Nas últimas duas décadas, mais e mais pesquisadores reconheceram que as capacidades adaptativas superiores das espécies em hibernação oferecem oportunidades inestimáveis para descobrir novos mecanismos de adaptação biológica e podem inspirar avanços em vários campos médicos, como preservação de órgãos e reabilitação metabólica 1,2,3,4,5,6,7,8 . O primeiro protocolo cirúrgico abrangente para preservação prolongada do fígado com frio e transplante ortotópico em um hibernador, o esquilo terrestre Daurian (DGS; Spermophilus dauricus), foi recentemente estabelecido. Aparentemente, a natureza adaptativa ao frio do DGS permite o armazenamento prolongado a frio dos enxertos do doador e a alta sobrevida pós-transplante dos animais receptores. Assim, é necessário um protocolo de acompanhamento para monitorar a recuperação pós-operatória dos animais e preparar amostras para vários estudos histopatológicos e ômicos.
Dadas as diferenças fisiológicas significativas entre os DGSs e os modelos padrão de roedores, e as mudanças fisiológicas complexas e dinâmicas pós-transplante de fígado nos animais receptores, a obtenção de amostras de alta qualidade deles é crucial para as análises a jusante e, portanto, para a compreensão da fisiologia enxerto-hospedeiro pós-transplante. Além de obter, processar e examinar amostras de sangue e tecido hepático com métodos convencionais, uma dissociação bem-sucedida das células parenquimatosas do fígado que são hepatócitos e das células não parenquimatosas (NPCs) que incluem células endoteliais, células estreladas, células de Kupffer e outras células imunes permitiria a elucidação das complexas interações celulares e moleculares pós-operacionais com as multiômicas baseadas em células únicas em rápido desenvolvimento. Para tanto, o método clássico baseado na perfusão de colagenase foi desenvolvido desde o início da década de 1950 e continuamente refinado 9,10,11. No entanto, a estrutura anatômica distinta do fígado DGS, as aderências pós-operatórias induzidas pela reconstrução vascular e as alterações fisiológicas desencadeadas pela cirurgia nos enxertos hepáticos exigem um ajuste fino das condições de extração.
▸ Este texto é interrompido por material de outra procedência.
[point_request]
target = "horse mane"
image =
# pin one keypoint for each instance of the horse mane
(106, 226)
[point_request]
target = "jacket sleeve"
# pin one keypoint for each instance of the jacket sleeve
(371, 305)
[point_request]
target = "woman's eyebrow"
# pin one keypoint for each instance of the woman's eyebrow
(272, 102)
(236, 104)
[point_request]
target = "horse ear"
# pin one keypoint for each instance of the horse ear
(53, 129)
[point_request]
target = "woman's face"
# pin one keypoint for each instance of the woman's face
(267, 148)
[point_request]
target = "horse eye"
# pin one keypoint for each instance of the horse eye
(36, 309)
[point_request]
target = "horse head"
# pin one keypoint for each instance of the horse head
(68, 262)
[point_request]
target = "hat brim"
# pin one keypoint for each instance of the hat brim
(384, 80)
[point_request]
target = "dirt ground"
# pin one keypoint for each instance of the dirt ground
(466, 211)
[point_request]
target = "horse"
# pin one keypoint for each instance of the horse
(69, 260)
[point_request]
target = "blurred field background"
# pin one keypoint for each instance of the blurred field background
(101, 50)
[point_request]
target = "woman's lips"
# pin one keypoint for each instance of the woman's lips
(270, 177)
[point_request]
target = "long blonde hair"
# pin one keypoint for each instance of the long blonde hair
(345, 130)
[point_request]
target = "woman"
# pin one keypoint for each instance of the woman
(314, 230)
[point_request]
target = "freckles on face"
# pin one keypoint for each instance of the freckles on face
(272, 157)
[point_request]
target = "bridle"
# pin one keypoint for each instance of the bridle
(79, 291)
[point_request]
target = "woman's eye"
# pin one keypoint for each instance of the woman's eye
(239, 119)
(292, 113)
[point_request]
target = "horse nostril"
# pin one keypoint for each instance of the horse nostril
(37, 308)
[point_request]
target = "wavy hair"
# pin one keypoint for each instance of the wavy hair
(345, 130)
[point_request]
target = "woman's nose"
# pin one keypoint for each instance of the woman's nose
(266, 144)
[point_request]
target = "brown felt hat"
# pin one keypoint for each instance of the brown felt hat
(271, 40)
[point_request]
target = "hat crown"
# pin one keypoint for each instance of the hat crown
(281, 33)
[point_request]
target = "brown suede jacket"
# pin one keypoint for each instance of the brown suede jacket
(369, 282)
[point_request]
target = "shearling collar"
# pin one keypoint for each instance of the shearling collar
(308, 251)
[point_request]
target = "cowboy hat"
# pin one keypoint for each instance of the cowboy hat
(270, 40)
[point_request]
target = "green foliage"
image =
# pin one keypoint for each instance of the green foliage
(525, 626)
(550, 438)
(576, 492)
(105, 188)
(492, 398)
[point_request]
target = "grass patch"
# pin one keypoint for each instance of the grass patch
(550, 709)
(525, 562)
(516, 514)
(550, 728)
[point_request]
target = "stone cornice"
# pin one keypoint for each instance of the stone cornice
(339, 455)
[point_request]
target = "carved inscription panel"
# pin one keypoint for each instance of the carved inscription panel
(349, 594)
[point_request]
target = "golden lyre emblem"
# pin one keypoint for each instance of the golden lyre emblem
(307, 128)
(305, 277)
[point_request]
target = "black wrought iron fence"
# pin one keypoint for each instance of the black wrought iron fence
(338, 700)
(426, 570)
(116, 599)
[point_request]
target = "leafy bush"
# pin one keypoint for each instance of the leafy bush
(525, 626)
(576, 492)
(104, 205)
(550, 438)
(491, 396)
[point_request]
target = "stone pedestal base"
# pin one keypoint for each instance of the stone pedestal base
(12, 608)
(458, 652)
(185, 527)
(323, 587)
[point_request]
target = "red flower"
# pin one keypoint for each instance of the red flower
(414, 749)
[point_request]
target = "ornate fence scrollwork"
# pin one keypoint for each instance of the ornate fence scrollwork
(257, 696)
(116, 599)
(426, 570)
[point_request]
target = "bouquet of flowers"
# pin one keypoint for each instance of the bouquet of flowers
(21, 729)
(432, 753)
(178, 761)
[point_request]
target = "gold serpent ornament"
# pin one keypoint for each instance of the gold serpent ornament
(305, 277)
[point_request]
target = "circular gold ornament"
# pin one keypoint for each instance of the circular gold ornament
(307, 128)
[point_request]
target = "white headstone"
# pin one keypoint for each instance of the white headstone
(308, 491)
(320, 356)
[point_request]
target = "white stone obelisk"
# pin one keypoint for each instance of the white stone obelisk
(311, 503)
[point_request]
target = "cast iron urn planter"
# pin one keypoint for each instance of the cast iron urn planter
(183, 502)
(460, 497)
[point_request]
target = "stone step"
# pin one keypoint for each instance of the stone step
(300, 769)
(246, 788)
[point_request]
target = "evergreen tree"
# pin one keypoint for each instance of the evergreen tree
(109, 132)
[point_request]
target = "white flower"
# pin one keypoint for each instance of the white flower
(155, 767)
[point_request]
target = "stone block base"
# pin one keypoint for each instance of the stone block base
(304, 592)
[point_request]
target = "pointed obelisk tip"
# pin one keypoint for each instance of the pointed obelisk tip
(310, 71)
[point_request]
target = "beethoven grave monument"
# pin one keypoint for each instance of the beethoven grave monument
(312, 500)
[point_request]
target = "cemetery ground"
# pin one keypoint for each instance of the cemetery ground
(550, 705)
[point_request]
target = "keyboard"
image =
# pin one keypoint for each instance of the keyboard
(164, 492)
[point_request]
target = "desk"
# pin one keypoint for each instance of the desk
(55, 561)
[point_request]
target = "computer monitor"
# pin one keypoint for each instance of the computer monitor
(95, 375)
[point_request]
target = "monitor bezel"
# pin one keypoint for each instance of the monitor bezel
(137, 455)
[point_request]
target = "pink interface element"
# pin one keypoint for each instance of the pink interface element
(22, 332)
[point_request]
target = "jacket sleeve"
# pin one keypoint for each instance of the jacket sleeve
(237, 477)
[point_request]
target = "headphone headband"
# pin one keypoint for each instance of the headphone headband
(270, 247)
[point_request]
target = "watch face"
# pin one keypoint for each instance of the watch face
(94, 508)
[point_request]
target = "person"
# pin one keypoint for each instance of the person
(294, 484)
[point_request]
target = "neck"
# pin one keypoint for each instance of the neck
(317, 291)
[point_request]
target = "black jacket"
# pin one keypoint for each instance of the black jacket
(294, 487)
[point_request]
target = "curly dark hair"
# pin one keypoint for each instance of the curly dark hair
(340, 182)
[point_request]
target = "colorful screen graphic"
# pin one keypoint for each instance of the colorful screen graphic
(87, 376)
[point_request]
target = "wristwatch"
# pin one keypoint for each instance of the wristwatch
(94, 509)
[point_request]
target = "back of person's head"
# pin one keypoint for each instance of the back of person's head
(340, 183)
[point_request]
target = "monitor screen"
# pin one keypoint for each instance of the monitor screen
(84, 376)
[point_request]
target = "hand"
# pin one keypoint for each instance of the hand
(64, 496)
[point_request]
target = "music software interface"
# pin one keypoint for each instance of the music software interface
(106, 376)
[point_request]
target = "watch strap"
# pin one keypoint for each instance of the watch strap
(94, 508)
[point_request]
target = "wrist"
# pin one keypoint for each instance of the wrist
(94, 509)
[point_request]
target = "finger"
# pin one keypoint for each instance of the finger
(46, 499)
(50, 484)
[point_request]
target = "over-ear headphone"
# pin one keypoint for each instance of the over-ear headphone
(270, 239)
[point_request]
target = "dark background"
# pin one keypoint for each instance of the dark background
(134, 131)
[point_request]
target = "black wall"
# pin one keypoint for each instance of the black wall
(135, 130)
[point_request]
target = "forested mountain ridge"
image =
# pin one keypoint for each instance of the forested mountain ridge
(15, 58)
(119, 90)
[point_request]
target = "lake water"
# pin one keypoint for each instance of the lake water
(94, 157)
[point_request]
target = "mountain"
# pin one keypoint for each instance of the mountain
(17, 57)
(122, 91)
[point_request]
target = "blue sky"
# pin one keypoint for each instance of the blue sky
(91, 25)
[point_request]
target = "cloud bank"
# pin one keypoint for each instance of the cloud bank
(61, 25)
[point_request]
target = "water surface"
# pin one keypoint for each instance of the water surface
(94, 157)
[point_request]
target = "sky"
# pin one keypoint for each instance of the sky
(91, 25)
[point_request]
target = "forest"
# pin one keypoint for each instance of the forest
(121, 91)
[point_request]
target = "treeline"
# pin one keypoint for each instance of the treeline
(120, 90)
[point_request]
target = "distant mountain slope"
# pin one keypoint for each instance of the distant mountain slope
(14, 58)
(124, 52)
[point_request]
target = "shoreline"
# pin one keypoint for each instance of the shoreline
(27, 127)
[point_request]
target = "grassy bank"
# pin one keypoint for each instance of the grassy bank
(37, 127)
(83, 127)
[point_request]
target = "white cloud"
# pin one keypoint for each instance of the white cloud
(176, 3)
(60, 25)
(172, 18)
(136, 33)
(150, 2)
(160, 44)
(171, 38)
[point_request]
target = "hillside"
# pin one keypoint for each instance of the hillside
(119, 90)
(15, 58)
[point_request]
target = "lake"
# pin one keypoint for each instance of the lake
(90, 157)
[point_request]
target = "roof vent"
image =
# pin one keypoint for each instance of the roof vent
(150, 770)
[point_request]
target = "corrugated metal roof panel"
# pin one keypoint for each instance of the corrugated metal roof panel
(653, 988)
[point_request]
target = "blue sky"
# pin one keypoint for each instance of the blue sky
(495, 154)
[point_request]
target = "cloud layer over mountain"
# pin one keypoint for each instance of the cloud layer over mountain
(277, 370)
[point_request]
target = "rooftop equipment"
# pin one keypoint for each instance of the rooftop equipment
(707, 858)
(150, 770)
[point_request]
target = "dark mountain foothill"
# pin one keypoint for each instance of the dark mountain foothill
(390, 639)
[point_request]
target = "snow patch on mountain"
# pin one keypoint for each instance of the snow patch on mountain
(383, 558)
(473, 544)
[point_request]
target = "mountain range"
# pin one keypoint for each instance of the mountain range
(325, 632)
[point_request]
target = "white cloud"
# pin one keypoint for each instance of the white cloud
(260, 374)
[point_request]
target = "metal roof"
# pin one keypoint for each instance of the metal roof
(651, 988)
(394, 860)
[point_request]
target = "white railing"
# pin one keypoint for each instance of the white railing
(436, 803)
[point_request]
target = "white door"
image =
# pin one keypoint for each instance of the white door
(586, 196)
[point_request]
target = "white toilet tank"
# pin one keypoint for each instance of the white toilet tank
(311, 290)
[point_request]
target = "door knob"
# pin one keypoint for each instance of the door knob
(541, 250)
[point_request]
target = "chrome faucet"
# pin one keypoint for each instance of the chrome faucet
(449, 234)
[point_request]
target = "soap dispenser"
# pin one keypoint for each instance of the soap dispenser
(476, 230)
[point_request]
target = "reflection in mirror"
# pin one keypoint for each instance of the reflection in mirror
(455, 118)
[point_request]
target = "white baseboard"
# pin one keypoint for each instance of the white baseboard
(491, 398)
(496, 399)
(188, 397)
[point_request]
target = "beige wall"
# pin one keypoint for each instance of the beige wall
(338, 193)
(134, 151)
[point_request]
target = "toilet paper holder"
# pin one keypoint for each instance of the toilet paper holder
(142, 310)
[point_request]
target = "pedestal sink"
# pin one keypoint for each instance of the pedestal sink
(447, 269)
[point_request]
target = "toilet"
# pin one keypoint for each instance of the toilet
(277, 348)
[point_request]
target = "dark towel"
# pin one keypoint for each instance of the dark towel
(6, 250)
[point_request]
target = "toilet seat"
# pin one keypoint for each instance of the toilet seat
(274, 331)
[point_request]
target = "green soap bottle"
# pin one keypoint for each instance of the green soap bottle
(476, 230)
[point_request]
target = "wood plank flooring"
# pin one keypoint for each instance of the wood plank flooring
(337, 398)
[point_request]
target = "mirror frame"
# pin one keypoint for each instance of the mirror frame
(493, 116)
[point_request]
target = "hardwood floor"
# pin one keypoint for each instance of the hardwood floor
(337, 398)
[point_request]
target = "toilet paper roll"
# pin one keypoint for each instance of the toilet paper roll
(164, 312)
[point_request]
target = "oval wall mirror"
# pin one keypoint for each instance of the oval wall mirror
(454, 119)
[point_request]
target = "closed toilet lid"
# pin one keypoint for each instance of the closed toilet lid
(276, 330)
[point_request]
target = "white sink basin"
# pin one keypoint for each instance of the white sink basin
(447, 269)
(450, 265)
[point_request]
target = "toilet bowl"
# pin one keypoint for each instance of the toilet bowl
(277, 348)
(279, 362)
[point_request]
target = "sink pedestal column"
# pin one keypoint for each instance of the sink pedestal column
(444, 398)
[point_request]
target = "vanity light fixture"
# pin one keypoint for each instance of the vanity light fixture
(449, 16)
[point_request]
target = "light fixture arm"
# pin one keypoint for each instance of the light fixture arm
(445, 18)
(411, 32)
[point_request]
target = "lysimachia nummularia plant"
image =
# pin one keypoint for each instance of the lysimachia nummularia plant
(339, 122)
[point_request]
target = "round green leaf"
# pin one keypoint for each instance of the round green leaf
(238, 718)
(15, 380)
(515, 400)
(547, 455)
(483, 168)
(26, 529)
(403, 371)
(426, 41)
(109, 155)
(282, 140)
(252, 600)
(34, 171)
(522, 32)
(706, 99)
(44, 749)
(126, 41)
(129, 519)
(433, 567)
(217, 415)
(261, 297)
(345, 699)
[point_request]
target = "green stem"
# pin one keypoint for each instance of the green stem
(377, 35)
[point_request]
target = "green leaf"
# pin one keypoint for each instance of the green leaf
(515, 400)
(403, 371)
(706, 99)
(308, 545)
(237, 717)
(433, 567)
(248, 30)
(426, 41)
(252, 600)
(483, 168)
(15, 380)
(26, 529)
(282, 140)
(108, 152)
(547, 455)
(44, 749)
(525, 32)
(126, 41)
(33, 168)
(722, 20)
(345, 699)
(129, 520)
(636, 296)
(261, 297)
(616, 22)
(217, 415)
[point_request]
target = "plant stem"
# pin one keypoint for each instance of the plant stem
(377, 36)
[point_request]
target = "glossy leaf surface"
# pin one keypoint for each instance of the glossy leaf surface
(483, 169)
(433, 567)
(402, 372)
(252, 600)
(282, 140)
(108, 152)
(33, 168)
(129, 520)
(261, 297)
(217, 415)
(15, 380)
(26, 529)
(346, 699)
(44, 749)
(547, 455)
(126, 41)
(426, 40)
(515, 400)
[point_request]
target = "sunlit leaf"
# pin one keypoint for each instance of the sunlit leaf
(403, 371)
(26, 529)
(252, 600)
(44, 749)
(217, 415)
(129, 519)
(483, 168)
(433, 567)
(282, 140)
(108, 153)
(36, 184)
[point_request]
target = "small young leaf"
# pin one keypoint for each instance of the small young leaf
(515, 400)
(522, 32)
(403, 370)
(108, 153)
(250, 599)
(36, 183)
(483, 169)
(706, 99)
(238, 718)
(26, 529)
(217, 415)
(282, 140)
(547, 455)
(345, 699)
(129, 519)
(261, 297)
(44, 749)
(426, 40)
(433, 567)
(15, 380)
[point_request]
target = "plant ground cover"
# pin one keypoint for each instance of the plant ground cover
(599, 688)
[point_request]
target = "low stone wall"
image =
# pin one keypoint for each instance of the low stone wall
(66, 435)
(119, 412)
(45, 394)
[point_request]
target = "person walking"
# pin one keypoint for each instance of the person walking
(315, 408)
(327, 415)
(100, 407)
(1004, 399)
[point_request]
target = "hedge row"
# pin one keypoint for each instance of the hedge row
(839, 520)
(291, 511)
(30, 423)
Este protocolo fornece uma diretriz detalhada para o manejo pós-operatório e coleta de amostras em DGSs após transplante de fígado. Especificamente, este protocolo permite o isolamento de hepatócitos de enxertos hepáticos com alto rendimento e viabilidade celular, e detalha o processamento subsequente de hepatócitos isolados para sequenciamento de RNA de célula única (scRNA-seq).